Destiny, noun. Destiny — the predetermined course of events often conceived as a resistless power or agency…
"The accepted definition," Dr. Raven had said, as if he might be addressing a lecture hall, "may have to be modified slightly when Asher writes his book."
But how could Sutton find destiny? Destiny was an idea, an abstraction.
"You forget," Dr. Raven had told him, speaking gently as one would to a child, "that part about the resistless power or agency. That is what he found…the power or agency."

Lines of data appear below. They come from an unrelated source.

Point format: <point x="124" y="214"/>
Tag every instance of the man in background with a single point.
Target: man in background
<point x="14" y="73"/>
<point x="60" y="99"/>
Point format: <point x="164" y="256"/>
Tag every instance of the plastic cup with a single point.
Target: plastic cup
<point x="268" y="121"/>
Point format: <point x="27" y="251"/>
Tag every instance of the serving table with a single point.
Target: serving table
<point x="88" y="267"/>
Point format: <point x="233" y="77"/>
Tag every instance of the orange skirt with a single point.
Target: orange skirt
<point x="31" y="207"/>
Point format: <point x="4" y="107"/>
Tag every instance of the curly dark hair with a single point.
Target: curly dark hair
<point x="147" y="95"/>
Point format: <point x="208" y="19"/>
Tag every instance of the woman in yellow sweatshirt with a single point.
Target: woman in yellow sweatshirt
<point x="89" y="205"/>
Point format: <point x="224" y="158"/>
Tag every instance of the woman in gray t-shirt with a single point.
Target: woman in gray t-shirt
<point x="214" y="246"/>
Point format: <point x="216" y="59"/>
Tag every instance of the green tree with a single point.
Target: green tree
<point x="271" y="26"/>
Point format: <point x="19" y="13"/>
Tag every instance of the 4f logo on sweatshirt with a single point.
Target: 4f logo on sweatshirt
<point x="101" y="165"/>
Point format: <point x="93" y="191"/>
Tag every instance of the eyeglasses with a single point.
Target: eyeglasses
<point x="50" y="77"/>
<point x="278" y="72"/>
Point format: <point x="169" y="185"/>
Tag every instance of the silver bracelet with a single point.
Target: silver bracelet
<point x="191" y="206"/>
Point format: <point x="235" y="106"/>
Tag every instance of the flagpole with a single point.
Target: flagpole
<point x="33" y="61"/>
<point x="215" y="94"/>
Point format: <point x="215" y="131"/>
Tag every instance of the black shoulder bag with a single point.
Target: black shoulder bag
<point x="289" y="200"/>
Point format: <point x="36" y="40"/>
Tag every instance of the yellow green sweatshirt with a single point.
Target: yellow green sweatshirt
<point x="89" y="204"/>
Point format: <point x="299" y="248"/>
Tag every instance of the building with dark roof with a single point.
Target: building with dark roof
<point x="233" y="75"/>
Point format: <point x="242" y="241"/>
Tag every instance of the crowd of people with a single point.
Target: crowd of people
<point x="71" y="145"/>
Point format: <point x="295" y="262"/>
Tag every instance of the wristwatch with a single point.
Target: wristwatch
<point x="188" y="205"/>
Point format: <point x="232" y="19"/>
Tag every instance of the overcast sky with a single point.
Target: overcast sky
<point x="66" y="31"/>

"Sutton told me about the beings he found on Cygni," Adams had said. "He was at a loss as to how best to describe them. He said the nearest that he could come was symbiotic abstractions."
Dr. Raven had nodded his head and pulled his shell-like ears and figured that maybe symbiotic abstractions would fit the bill, although it was hard for one to decide just what a symbiotic abstraction was or what it would look like.
What it would look like — or what it might be.
The informational robot had been very technical when Adams had put the question to him.
"Symbiosis," he had said. "Why, sir, symbiosis is quite simple. It is a mutually beneficial internal partnership between two organisms of different kinds. Mutually beneficial, you understand, sir. That is the important thing — that mutually beneficial business. Not a benefit to one of the things alone, but to both of them.
"Commensalism, now, that is something else. In commensalism there still is mutual benefit, sir, but the relationship is external, not internal. Nor parasitism, either, for that matter. Because in parasitic instances only one thing benefits. The host does not benefit, just the parasite.